К вечеру в твиндек по трапу осторожно спустилась тепло одетая женщина и, положив аккуратно завернутого ребенка на нары, разглядела меня.
— Здравствуй! А ты как тут оказался? — удивленно спросила она.
Это была эскимоска из Нуукэна, моя знакомая. Она приезжала в зимние каникулы в Улак и танцевала какой-то русский танец на полярной станции. Ее звали Атук.
Я не стал особенно распространяться о себе, ответил коротко:
— Плыву из Янраная в Улак…
Атук раньше была довольно стройной девушкой, но сейчас сильно располнела и выглядела настоящей районной дамой. Лицо ее тоже округлилось и светилось довольством и сытостью.
— А я вот живу теперь здесь, и Лаврентия… Вышла замуж за Инки, секретаря райкома комсомола, ты, наверное, его знаешь?
— Знаю, — кивнул я, — он мне вручал комсомольский билет.
— Вот как! — удивилась Атук. — В прошлом году, поехала было в Анадырское педагогическое училище, застряла здесь, в райцентре, все ждала попутного парохода. Встретила Инки и вышла замуж.
Я смотрел на нее и думал, как меняется с возрастом человек. Всего лишь каких-то два года я не видел Атук, и вот она уже совсем другая, с определившейся судьбой, замужняя женщина, мать…

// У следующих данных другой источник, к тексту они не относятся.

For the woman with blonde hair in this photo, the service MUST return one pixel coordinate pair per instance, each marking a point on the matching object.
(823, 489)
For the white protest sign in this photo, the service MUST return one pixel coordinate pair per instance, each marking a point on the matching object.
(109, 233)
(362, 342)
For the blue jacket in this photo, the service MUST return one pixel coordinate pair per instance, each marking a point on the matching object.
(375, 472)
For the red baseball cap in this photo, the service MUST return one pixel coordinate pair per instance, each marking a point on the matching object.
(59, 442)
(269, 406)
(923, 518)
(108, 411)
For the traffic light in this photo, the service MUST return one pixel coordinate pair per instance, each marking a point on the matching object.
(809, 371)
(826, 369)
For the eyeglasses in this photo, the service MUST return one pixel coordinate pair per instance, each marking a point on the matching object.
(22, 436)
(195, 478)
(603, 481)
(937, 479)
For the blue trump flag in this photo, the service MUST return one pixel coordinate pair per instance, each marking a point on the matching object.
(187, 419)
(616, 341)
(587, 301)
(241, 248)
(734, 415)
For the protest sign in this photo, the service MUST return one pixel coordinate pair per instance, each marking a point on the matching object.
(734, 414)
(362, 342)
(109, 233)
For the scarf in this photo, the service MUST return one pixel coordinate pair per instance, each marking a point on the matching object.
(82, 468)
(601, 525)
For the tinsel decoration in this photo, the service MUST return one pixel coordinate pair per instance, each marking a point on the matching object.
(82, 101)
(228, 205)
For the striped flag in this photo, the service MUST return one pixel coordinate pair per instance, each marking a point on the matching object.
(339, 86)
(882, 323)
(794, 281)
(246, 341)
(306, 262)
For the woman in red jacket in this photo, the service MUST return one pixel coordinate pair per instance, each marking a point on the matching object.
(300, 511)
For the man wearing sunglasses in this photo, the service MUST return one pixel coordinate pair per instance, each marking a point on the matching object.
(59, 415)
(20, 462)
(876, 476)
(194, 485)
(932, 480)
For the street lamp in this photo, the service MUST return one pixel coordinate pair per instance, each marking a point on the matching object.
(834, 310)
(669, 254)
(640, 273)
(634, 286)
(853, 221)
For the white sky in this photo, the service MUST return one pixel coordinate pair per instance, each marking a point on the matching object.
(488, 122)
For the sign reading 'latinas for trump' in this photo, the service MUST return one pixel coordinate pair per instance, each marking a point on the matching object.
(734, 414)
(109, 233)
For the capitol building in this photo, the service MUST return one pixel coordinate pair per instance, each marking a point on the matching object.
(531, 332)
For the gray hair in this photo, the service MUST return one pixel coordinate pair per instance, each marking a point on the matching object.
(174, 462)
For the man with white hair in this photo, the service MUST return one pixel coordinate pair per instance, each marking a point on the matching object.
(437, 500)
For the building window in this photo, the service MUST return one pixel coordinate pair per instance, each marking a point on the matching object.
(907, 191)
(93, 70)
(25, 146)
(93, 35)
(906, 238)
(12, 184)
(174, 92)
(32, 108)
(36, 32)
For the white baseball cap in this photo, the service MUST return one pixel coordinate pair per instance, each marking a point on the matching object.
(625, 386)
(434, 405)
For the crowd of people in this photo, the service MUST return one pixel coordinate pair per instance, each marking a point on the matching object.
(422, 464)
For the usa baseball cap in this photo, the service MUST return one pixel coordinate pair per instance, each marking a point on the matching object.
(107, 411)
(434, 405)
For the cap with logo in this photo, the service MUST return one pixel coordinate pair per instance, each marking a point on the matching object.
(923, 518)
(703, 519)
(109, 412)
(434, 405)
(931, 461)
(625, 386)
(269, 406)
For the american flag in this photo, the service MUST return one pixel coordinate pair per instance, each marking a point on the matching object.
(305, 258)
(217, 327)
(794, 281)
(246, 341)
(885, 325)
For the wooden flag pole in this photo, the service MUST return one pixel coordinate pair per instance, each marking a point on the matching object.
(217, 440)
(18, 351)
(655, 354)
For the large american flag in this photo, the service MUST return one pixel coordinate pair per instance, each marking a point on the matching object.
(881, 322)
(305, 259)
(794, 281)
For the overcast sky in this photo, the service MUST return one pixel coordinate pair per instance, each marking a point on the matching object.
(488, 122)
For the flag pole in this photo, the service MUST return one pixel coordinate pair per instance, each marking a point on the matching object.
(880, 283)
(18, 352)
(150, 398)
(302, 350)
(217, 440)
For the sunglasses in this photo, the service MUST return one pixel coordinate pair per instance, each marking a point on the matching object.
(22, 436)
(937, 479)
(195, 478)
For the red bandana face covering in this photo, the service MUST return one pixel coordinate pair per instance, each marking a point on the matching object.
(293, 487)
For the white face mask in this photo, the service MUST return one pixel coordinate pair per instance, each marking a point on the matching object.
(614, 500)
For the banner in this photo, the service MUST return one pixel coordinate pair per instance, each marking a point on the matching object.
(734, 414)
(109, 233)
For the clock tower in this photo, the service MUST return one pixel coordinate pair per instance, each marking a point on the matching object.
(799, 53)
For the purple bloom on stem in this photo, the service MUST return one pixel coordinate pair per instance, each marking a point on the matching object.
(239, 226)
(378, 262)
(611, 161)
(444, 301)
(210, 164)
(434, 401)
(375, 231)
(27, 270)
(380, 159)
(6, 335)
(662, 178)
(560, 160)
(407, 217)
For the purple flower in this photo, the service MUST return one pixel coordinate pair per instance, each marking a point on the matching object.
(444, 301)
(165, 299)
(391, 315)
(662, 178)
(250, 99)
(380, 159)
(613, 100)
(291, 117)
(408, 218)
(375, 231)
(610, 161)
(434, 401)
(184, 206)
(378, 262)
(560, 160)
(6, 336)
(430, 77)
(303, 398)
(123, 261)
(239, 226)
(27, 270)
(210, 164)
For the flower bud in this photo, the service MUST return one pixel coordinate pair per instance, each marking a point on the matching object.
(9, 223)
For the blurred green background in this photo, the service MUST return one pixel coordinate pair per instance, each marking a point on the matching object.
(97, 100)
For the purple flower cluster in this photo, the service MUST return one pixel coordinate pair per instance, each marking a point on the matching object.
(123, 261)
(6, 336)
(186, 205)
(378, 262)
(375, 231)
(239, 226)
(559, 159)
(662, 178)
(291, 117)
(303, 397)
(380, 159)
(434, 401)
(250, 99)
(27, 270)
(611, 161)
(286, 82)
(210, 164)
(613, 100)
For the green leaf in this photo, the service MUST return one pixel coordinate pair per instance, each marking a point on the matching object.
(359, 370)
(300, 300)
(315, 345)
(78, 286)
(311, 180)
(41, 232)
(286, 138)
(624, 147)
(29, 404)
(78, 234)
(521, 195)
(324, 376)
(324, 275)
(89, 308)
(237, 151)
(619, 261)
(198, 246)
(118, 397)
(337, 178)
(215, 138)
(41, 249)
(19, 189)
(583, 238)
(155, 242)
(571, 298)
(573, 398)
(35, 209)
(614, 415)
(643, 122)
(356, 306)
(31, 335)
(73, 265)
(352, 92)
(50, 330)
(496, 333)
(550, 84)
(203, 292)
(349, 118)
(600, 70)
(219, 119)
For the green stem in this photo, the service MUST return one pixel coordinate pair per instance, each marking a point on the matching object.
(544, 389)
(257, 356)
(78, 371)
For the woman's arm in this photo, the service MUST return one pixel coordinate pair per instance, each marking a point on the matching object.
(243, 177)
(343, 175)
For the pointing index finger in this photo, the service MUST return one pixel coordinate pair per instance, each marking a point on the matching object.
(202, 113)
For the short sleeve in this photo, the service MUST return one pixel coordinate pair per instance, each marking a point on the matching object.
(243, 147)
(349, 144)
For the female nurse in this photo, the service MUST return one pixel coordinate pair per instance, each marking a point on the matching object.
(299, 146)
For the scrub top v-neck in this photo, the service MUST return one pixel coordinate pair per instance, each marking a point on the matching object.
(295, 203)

— А это дочка — Аня. Вообще-то мой отец дал ей эскимосское имя Анканау, но мы со зовем Аней. Еду показать дочку дедушке с бабушкой, — продолжала тараторить Атук. — Они ее еще не видели, хоть и дали имя. Родила-то я в больнице.
— А что ты делаешь в Лаврентия? — спросил я.
— Как — что? — удивилась Атук. — Я ведь жена ответственного работника. Мне ничего не надо делать. У Инки хорошая зарплата, у нас хорошая комната, теплая, с плитой. Уголь приносит райкомовский истопник… У нас все есть.